LPA : Sont concernées par ces mesures, les entreprises « relevant de secteurs d’activités particulièrement nécessaires à la sécurité de la Nation et à la continuité de la vie économique et sociale ». Quels sont ces secteurs ?
FH : Les secteurs d’activité ne sont pas encore connus mais il s’agira certainement des commerces alimentaires, domaine médical, transports, services funéraires… Il est en effet probable que les activités définies en annexe de l’arrêté du 15 mars 2020 soient concernées.
LPA : Pour les salariés de ces mêmes entreprises dites essentielles, le travail dominical est facilité. Dans quelle mesure ?
FH : Dans ces secteurs, sous réserve de validation par décret, il sera possible de déroger au repos dominical et de faire travailler les salariés le dimanche, sous réserve d’accorder un autre jour de repos hebdomadaire. Il est déjà prévu que la dérogation concernera les entreprises sous-traitantes qui assurent à celles faisant l’objet de la dérogation directe des prestations nécessaires à l’accomplissement de leur activité principale et qu’elle sera applicable dans les départements de la Moselle, du Bas-Rhin et du Haut-Rhin.
LPA : Un salarié soumis à ces nouvelles règles est-il en droit de refuser de les appliquer ? Risque-t-il un licenciement dans ce cas ?

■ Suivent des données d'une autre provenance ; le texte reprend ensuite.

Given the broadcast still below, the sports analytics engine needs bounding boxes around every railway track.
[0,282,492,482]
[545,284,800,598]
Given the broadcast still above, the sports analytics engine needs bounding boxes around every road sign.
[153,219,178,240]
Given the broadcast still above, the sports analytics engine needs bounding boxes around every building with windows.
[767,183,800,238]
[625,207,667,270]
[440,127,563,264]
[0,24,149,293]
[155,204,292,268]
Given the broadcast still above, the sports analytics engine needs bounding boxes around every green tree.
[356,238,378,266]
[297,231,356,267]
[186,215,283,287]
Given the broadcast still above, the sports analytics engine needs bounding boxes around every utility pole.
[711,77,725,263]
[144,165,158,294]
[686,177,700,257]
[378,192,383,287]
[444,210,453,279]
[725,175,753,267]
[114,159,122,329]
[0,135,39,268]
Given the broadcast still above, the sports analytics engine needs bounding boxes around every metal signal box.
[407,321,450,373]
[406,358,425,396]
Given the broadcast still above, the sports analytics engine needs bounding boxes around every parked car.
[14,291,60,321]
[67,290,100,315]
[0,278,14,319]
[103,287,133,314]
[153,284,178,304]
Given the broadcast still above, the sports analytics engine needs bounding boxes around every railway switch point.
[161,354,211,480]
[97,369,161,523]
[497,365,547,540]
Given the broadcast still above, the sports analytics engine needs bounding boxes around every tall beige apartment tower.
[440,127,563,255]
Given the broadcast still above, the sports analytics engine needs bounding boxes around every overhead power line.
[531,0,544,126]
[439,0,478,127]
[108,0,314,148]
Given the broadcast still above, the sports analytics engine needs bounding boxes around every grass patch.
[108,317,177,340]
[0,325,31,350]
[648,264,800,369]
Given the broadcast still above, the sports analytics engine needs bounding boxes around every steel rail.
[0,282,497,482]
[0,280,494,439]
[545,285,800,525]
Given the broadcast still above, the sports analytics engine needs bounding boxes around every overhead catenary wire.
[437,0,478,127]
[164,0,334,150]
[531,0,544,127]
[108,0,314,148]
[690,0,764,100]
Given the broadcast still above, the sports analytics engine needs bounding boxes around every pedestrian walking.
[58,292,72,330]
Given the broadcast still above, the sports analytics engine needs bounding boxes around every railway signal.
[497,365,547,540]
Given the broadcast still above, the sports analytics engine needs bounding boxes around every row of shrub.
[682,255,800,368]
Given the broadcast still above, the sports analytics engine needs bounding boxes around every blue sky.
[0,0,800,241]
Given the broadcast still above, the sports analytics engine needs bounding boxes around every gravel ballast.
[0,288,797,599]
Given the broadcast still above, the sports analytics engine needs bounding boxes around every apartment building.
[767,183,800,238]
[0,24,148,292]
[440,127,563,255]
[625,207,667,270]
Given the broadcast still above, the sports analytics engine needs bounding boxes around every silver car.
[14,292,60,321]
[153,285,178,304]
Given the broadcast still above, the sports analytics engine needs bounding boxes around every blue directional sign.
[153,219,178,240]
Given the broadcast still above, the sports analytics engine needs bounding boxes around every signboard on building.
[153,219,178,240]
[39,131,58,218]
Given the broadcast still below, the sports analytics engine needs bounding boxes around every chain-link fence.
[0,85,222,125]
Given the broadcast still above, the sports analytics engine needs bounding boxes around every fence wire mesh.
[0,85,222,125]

FH : Un salarié qui refuse d’effectuer des heures supplémentaires ou de travailler le dimanche alors qu’il relève d’un secteur d’activité autorisé par un futur décret pourrait effectivement être sanctionné car il serait alors en position d’insubordination. Les entreprises peuvent aussi décider de faire appel en priorité aux volontaires et mettre en place des mesures incitatives plutôt que de sanctionner, pour autant qu’elles aient des effectifs disponibles en nombre suffisant pour assurer la continuité de l’activité.
LPA : Jusqu’à quand ces dispositions seront-elles appliquées ? La date du 31 décembre 2020 est mentionnée, ces mesures pourront donc s’appliquer au-delà de la crise liée au Covid-19 ?
FH : La date du 31 décembre 2020 peut effectivement sembler lointaine pour faire face à la situation exceptionnelle mais il est tout à fait probable qu’elle permette ensuite de faire face à la reprise d’activité après cet épisode d’urgence sanitaire comme évoqué précédemment.